When a leaf node receives a MAC/IP Advertisement Route, it needs to
program the IP route in a hardware FIB table pointing to an
adjacency which contains the remote VTEP's router MAC for L2
rewrite. For post-L3 L2 lookup, it also needs to program that
router MAC in its MAC address table to point to the next-hop VTEP.
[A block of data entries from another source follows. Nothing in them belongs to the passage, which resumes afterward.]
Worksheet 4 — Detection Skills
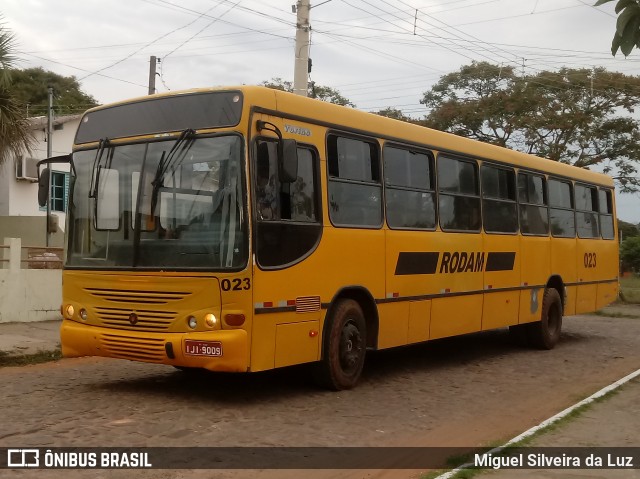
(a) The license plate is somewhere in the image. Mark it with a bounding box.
[184,339,222,357]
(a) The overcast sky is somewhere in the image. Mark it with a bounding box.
[0,0,640,223]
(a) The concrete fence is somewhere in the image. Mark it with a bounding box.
[0,238,62,323]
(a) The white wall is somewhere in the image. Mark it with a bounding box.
[0,269,62,323]
[0,238,62,323]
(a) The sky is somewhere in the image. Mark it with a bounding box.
[0,0,640,223]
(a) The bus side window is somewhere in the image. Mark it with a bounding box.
[437,155,482,232]
[256,140,280,220]
[518,171,549,236]
[598,188,616,239]
[548,178,576,238]
[383,145,436,229]
[575,184,600,238]
[482,164,518,233]
[327,135,382,228]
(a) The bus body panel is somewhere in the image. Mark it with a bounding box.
[60,319,249,372]
[482,234,521,330]
[429,233,487,339]
[518,236,551,324]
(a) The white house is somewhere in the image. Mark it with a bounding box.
[0,115,80,244]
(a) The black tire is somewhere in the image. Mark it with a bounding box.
[527,288,562,349]
[315,299,367,391]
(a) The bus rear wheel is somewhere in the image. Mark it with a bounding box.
[316,299,367,391]
[527,288,562,349]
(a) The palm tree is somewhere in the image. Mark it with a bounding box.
[0,18,33,165]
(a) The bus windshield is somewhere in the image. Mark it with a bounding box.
[67,135,248,270]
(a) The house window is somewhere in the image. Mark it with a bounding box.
[51,171,69,213]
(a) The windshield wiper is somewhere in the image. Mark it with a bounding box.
[151,128,196,216]
[89,138,109,198]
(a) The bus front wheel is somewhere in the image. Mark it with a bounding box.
[316,299,367,391]
[527,288,562,349]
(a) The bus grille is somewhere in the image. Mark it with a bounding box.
[100,333,165,363]
[85,288,190,304]
[96,307,178,331]
[296,296,320,313]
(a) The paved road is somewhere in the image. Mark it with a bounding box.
[0,316,640,479]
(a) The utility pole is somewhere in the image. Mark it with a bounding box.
[149,56,158,95]
[45,86,53,247]
[293,0,311,96]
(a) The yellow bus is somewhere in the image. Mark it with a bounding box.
[41,86,618,389]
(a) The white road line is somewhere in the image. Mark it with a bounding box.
[435,369,640,479]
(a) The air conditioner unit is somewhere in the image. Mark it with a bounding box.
[16,156,38,183]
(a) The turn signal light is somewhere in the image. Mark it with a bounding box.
[224,313,245,326]
[204,313,218,328]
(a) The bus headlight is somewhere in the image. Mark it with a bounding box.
[204,313,218,328]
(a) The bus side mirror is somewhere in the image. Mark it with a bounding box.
[38,167,50,207]
[278,140,298,183]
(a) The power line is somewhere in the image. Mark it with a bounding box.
[78,0,230,82]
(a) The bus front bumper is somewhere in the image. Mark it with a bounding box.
[60,319,249,372]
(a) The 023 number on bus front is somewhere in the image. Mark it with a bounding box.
[220,278,251,291]
[584,253,596,268]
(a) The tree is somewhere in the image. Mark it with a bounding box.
[594,0,640,57]
[620,236,640,272]
[421,62,640,192]
[11,68,98,116]
[261,78,355,108]
[0,19,33,165]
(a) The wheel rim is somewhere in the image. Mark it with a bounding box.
[340,319,364,374]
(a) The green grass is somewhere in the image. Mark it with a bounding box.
[589,309,640,319]
[620,276,640,304]
[0,349,62,368]
[420,379,638,479]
One approach for the programming of the MAC address table is based
on allocating a MAC address table entry with the core BD tied to
the route's VRF and the router MAC carried in Router's MAC Extended
Community as keys and the VTEP address carried in the Next Hop
field as content. Table 150 shown in FIG. 1 illustrates such a
programming in leaf1. Consider an example that in vrf1, leaf2-4
advertise MAC/IP Advertisement Routes with Next Hop fields of
vtep2a, vtep3a and vtep4, respectively. Consider further that
leafs2-4 also advertise their respective router MACs, mac2-4, in
Router's MAC Extended Community along with the routes. In such an
example, when leaf1 receives the routes, it will program three MAC
address table entries, keyed by vrf1's core BD, bd1, and leaf2-4's
router MACs, mac2-4 (shown as entries 152). Similarly, leaf1 will
program three MAC address table entries allocated for vrf2-4
each--i.e. three entries keyed by vrf2's core BD, bd2, and
leaf2-4's router MACs, mac2-4 (shown as entries 154), three entries
keyed by vrf3's core BD, bd3, and leaf2-4's router MACs, mac2-4
(shown as entries 156), and three entries keyed by vrf4's core BD,
bd4, and leaf2-4's router MACs, mac2-4 (shown as entries 158).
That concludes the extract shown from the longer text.